In my freshman year, a new and idealistic teacher saw my small grief in a way no teacher ever had. Mr. Huffman pulled me out of his English class, gave me a long list of books to read, and sent me to the school library. Day after day for that entire year, I spent an hour each morning alone in a room filled with books. I sat on the floor between the metal stacks and read work I had never heard of before and wouldn’t have chosen for myself: The French Lieutenant’s Woman, the letters of Napoleon and Josephine, Day of the Locusts, A Thousand Cranes. All Mr. Huffman asked of me was that I come see him now and then and tell him what I thought of these books. We didn’t talk about rhetoric or syllogism or parallel structure. We talked about books the way readers do—what we liked and didn’t like, and why.
He was gone within a year. I left the year after that, essentially quitting before they could fire me. With the luck of the naïve and the help of a kind profes
sor I’d met, I talked my way into the state college near my home. I stayed for two years, happier than I’d ever been before.

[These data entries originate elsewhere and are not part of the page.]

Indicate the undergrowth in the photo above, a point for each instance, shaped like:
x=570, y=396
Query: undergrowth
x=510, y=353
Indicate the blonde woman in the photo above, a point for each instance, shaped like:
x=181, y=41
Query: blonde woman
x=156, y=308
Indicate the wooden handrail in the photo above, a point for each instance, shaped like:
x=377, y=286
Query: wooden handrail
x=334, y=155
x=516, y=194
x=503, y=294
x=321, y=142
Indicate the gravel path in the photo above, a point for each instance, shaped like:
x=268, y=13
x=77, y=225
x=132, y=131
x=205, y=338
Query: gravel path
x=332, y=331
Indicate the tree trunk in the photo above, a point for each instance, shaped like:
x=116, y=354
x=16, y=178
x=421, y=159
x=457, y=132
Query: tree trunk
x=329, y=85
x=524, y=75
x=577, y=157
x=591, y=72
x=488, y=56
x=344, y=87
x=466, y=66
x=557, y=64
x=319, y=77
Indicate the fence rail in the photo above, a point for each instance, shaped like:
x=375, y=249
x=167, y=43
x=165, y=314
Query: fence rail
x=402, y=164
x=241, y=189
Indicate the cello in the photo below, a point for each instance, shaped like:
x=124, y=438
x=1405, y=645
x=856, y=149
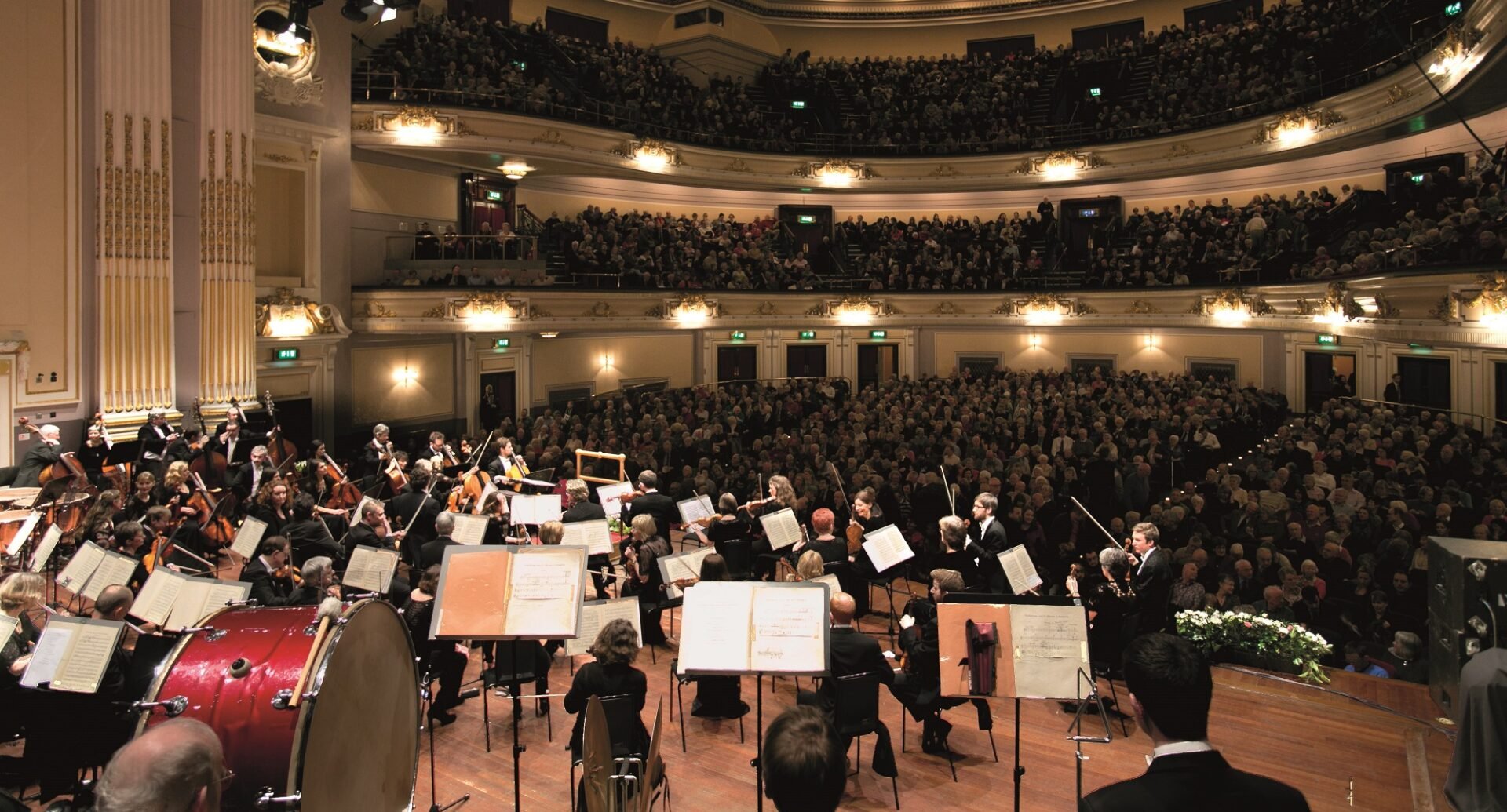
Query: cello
x=279, y=450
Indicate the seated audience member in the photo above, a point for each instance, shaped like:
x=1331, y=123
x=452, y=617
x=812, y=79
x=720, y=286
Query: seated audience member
x=805, y=767
x=611, y=674
x=1169, y=687
x=173, y=766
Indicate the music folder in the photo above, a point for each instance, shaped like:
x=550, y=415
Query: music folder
x=755, y=627
x=509, y=592
x=73, y=654
x=1036, y=645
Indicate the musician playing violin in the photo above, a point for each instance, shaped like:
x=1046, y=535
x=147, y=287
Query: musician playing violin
x=39, y=457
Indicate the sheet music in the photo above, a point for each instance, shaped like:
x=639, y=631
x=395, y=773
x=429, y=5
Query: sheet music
x=157, y=597
x=44, y=548
x=594, y=535
x=471, y=529
x=698, y=507
x=113, y=570
x=371, y=568
x=886, y=548
x=789, y=630
x=781, y=528
x=80, y=566
x=88, y=657
x=1051, y=645
x=1019, y=570
x=715, y=627
x=23, y=533
x=535, y=508
x=681, y=566
x=249, y=537
x=50, y=650
x=611, y=496
x=599, y=614
x=545, y=594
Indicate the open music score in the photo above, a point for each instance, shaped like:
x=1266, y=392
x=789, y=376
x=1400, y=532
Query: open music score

It took me ten years and three universities to get a bachelor’s degree. I took semantics, philosophy and ethics, physics and bacteriology, religious studies and algebra—all of which were thrilling—and I took semesters off to learn a few other things and to decide that what I wanted to be was a writer. I took only two writing classes and no literature classes at all in that decade. What I had, instead, were countless conversations and debates about writing—about books, stories, words, about poetry, voice, and ideas. What I had was readerly comradeship with my peers and with teachers, in classes and over coffee and late at night—the intimate meetings of people who traded books with each other and really wanted to talk about them. Most of those books were good, some were great, and a few changed my life.
So I was never taught how to look critically at text, how to diagram a sentence, or tell the difference between parataxis and hypotaxis. I learned a lot of this by experience and intuition, without knowing the terms, though I’ve picked up a lot of the terms and definitions over the years as I found use for them. But I learned to write by reading, and I learned to read well partly by writing—though mostly I read for reading’s sake.
These collections of literary criticism on my shelf have different aims, not always clear. (One does honestly state, “The text’s organizational structure facilitates easy syllabus design.”) Some are for readers, some for writers, a few for students of contemporary culture. They don’t stint on good writing, provocative ideas, or strong voices. I’m usually in excellent company, in part because the same writers (and often the same stories) appear in one such textbook after another: Raymond Carver’s “What We Talk About When We Talk About Love” and Tillie Olson’s “I Stand Here Ironing” and E. B. White’s “Once More to the Lake.” Where else but here and on the remainder table could I cozy up to John Berger, Virginia Woolf, and Roland Barthes?